With travel restrictions easing across Canada, camper-van rentals are growing in popularity as a vacation option during COVID-19. While the Canada-U.S. border remains closed, Canadians are already booking trips to local campsites.
“The traffic has certainly increased. We are seeing a very full June and July in Alberta and B.C. We’re about 85 per cent sold-out in Alberta until the end of September and 70 per cent sold-out from July to the end of September in B.C.,” Dave Wald, managing partner of Karma Campervans, said. “I’m expecting that the rest of the summer will fill up until the fall again just like last year because people have gotten a bit of cabin fever, they need to scratch that travel itch. They may not necessarily be ready to get on the airplane, but they’re certainly ready to get into a vehicle, and explore their provinces.”
With transportation and lodging all-in-one, camper vans allow people to travel without having to expose themselves to possible COVID by stopping at a hotel or other places where they may interact with other people.
“Camper vans are like hotel rooms on wheels. Our particular models are 100 per cent off-grid and are easy to drive. You can travel for long distances and if you get tired, you can just pull up beside the road and have a nap. So, they’re quite versatile and anyone can feel comfortable behind the wheel,” he said.
Wald has 23 vans operating in both Calgary and Vancouver as the company saw a need in the market for comfortable, easy-to-drive, affordable camping-van rentals. Though they lost almost 100 per cent of their bookings in April and May last year, followed by a surprising uptick in the fall, Wald is expecting a “huge influx of international travellers” if the border opens.
“We’re getting excited for the travel boom of 2022. We’re preparing actually quite extensively for 2022. We’re already putting orders in for more vehicles, building owner processes and making the company that much better and ready for when Canada invites the world back,” he said.
The popularity of camper vans and the pent-up demand for travel is being felt by many camper-van and RV-rental businesses. William Jarvis, owner of Honest Camper, is seeing a big demand for his vehicles as well.
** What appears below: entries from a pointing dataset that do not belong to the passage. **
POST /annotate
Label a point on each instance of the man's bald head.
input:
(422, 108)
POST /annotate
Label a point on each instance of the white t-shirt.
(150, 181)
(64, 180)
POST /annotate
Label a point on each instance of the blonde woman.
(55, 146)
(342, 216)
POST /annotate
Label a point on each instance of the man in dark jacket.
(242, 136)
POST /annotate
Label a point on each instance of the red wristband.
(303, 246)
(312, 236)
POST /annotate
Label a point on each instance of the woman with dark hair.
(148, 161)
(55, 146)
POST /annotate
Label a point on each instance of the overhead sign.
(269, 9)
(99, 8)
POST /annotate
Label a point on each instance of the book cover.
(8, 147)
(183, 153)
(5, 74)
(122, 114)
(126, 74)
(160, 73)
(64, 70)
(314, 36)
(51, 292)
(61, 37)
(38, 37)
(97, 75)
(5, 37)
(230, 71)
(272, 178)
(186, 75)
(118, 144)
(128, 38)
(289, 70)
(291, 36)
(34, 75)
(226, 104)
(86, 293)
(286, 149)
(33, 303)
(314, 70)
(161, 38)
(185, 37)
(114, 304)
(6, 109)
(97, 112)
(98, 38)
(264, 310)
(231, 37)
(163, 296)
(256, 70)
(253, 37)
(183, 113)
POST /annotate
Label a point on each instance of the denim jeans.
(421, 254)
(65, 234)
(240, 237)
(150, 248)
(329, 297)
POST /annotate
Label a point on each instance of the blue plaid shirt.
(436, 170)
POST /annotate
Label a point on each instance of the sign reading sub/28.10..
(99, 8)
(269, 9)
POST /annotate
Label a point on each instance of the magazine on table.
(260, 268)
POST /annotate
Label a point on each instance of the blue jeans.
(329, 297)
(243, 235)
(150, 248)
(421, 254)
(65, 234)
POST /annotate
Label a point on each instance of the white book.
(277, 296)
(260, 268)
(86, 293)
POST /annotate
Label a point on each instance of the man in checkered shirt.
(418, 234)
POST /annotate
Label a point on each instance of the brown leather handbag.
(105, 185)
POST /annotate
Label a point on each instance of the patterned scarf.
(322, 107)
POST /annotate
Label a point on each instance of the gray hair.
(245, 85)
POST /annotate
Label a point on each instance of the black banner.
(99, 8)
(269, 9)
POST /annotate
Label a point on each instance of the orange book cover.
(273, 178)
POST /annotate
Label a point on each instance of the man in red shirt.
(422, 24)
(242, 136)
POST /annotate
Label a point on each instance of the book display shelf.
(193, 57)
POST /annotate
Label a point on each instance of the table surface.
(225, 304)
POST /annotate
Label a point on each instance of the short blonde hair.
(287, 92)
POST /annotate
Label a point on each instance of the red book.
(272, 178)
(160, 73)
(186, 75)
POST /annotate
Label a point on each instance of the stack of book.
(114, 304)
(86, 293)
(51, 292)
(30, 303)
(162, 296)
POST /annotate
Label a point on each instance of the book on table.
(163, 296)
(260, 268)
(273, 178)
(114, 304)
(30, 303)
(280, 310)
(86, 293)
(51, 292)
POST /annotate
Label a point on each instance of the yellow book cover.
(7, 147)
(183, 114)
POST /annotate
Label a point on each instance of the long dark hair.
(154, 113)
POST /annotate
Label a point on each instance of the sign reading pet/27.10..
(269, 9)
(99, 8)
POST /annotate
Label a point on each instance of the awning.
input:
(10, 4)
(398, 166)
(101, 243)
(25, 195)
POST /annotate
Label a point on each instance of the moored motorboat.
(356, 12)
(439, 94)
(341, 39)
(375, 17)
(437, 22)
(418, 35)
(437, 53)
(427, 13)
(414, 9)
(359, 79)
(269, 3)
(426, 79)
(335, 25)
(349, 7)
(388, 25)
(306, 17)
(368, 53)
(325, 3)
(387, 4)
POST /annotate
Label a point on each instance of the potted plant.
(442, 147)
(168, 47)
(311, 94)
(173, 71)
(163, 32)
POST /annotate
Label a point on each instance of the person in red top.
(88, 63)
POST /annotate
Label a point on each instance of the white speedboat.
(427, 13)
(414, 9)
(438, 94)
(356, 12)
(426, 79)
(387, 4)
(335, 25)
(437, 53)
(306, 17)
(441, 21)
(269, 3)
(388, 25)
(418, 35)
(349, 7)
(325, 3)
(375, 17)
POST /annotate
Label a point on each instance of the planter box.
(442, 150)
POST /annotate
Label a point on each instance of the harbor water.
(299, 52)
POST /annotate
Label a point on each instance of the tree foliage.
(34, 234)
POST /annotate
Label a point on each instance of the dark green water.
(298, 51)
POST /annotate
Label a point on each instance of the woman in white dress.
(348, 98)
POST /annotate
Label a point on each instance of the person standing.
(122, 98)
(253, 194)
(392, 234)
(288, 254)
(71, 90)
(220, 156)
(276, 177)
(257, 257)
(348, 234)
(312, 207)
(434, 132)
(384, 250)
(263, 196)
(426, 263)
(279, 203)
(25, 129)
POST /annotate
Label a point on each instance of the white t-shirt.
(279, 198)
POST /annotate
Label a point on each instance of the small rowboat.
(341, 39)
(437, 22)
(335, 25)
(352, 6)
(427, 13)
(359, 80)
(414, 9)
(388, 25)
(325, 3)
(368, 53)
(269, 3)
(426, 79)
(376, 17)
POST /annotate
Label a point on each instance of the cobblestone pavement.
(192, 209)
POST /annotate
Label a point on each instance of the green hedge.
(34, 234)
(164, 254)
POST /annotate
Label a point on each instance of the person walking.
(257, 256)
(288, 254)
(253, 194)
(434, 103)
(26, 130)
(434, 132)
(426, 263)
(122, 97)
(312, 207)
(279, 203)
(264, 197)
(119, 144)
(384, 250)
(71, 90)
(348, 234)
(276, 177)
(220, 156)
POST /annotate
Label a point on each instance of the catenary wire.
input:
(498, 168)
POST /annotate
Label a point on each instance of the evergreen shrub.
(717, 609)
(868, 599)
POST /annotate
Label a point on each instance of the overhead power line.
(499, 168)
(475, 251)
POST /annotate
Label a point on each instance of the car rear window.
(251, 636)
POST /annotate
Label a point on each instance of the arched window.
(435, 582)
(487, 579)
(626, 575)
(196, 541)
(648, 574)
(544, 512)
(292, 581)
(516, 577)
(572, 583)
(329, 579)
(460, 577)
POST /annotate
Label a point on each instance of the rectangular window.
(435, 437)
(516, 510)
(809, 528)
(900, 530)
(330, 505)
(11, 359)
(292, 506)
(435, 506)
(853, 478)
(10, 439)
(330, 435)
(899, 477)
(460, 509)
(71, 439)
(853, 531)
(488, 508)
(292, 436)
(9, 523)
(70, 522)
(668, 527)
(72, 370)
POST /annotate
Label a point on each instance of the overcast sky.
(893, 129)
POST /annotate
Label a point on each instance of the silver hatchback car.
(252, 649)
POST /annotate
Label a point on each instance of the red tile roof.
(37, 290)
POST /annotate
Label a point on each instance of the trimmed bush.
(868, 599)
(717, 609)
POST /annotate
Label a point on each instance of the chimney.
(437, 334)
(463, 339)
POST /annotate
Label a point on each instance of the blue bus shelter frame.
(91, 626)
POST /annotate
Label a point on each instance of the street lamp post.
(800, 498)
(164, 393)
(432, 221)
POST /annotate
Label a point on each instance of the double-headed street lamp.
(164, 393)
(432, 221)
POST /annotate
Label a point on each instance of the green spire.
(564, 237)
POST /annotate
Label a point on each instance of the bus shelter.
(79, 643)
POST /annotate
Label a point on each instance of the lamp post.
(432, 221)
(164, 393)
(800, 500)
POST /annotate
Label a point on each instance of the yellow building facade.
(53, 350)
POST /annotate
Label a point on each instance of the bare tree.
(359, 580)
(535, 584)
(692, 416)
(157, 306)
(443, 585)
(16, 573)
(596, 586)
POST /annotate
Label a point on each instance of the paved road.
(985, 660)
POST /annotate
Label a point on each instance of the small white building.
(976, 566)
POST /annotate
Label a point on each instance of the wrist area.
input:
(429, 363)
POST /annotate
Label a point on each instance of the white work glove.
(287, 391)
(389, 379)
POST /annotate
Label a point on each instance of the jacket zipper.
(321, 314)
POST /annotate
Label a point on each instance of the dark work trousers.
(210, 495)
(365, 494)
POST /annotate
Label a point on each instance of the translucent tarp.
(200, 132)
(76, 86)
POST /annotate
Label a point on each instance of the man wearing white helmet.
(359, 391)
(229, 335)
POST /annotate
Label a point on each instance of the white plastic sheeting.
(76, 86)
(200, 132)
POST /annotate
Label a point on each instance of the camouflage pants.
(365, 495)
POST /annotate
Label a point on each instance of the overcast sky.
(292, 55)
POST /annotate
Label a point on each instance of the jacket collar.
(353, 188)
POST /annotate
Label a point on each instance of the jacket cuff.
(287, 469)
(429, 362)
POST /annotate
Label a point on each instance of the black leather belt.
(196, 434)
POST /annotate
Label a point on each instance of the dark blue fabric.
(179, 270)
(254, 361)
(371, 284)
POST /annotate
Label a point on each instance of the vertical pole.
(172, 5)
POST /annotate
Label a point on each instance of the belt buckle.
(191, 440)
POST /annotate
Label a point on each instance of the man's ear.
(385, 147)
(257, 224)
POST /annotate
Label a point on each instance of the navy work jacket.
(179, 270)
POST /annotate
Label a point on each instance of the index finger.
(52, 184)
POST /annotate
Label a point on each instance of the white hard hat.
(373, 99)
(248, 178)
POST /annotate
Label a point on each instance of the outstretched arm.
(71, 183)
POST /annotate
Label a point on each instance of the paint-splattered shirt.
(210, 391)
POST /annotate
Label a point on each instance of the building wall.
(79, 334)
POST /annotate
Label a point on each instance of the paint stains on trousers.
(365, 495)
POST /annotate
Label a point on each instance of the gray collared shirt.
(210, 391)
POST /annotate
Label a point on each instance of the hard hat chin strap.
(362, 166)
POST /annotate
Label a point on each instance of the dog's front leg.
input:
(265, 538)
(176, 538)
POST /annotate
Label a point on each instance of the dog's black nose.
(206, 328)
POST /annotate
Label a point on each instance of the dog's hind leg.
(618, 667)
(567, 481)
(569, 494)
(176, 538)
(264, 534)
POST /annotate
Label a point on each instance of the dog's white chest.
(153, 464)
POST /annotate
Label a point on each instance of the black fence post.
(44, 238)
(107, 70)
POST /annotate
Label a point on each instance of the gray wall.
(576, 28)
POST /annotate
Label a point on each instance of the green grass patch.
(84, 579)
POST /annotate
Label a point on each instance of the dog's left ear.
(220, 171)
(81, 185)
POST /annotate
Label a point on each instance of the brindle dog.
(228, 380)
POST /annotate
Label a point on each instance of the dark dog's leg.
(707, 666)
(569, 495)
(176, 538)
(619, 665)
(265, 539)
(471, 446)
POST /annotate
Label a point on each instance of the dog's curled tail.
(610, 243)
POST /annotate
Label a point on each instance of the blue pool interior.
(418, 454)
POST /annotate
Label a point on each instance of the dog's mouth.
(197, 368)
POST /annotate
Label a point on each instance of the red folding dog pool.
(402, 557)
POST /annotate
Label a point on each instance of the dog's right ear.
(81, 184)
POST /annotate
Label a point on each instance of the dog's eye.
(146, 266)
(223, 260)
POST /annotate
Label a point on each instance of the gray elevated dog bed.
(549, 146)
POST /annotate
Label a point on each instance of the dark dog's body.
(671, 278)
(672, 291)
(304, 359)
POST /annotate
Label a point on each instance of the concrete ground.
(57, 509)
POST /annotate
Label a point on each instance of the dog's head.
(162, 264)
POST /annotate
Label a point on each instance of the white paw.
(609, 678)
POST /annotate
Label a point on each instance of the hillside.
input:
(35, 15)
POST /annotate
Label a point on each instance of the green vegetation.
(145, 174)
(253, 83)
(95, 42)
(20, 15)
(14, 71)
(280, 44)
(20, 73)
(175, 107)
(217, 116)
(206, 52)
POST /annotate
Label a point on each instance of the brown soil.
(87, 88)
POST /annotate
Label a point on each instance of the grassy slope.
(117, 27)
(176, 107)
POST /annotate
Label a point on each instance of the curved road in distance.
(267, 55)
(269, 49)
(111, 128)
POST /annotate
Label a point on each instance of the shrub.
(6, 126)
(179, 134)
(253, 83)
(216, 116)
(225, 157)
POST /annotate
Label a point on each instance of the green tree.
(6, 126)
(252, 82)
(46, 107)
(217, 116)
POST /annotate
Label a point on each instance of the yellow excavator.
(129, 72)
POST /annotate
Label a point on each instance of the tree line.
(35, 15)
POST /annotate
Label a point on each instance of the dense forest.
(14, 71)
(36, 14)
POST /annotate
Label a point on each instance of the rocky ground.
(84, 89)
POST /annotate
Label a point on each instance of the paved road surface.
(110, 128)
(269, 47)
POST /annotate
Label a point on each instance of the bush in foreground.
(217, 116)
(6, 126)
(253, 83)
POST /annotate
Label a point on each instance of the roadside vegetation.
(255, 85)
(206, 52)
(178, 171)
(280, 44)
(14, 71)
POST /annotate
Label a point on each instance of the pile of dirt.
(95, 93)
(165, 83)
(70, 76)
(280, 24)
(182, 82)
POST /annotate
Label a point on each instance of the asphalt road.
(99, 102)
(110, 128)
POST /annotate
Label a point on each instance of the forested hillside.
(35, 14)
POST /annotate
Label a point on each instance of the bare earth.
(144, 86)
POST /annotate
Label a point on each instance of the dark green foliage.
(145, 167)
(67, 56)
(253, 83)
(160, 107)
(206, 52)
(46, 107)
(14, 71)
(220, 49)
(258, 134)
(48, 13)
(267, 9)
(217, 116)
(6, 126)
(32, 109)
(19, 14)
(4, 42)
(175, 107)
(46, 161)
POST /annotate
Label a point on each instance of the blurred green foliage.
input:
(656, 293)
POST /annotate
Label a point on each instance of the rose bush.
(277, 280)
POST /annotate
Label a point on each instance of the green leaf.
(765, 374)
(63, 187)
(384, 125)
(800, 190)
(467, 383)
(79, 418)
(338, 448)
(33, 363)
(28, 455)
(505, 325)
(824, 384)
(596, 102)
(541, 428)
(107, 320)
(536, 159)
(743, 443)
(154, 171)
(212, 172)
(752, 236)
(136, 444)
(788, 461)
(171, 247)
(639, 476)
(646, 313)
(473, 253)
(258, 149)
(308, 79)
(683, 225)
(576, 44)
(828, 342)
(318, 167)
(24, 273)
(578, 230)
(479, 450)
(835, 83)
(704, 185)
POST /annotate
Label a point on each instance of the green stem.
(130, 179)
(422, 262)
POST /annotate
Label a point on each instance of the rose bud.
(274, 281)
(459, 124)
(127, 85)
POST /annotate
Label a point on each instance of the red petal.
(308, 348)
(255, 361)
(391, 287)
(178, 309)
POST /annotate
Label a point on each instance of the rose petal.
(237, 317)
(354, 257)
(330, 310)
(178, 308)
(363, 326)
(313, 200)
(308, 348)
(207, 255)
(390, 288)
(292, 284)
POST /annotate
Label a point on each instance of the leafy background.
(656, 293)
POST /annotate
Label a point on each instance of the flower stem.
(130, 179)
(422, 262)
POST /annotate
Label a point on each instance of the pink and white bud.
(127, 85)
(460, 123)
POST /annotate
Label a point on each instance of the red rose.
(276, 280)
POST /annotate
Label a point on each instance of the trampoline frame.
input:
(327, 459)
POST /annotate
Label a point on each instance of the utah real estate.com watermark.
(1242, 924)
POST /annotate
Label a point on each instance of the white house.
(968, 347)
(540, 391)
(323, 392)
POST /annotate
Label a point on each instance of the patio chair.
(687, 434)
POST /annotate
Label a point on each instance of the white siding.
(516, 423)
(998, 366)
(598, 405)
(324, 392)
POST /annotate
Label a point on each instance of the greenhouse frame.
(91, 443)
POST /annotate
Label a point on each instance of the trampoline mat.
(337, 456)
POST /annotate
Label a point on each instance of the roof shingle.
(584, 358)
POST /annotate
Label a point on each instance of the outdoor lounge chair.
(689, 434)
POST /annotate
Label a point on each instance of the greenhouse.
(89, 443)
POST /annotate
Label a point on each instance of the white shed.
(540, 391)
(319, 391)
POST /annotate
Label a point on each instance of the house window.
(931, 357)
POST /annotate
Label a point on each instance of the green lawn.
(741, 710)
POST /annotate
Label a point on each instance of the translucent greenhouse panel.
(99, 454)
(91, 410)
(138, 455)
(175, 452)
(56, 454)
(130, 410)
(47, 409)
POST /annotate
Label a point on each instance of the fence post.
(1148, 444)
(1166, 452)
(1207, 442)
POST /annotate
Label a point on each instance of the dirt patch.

“With the most recent travel restrictions being lifted a bit, we’ve been pretty much sold-out for most of July, all of August and into September. We’ve definitely noticed an uptick in the number of people reaching out to inquire or simply making bookings online, so it’s definitely trending in the right way,” Jarvis said.
His small, boutique-style rental firm is witnessing the increased popularity of the smaller-footprint-style camper vans this year, which include a couple of ’80s-style Volkswagen Vanagons and Mercedes sprinters owned by his company.
May to August is usually a fairly busy time for Jarvis’s business, but after a couple of slow months recently, they’ve already reached 50 per cent capacity this week. Though 70 per cent of their clientele has been international in the past, they’re seeing a boom of local travellers this summer.
“Next week is when we really start to see things pick-up, so we’re looking at 75 per cent occupancy after that. Local folks obviously are the ones who are driving all this … We’ve kind of missed the boat already for international people. Even if they (government) open it up tomorrow, we’re booked pretty solidly,” he said.
Michael Smalley, vice-president of Cruise Canada, concurs as his company is seeing more reservations domestically, but the numbers are still nowhere close to “the peaks of how Canada is popular with foreigners and camping.”
“Our Canada operations are going to go through a second summer of, maybe five to eight per cent capacity versus 2019. We have had some luck with local families travelling,” Smaller said. “For the second year in a row, it is looking like it’s going to trend 90 per cent down versus 2019 pre-pandemic levels.”
But their U.S. operations have been much more robust. Smalley is hearing a similar high demand for Canada bookings from their international tour operators.
“There’s a tremendous amount of pent-up demand. I hear it every day from tour operators, we’re just waiting-and-waiting. We’ve got customers in the queue. Once it happens and the airlines can get their schedules straight and the airport’s open up, it’ll return to normal quicker than we think in Canada at least from a tourism perspective,” Smalley said.
“A lot of the customers have rebooked for 2022, so we are seeing a considerable demand for 2022 already. And we hope by then, things will be fairly back to normal.”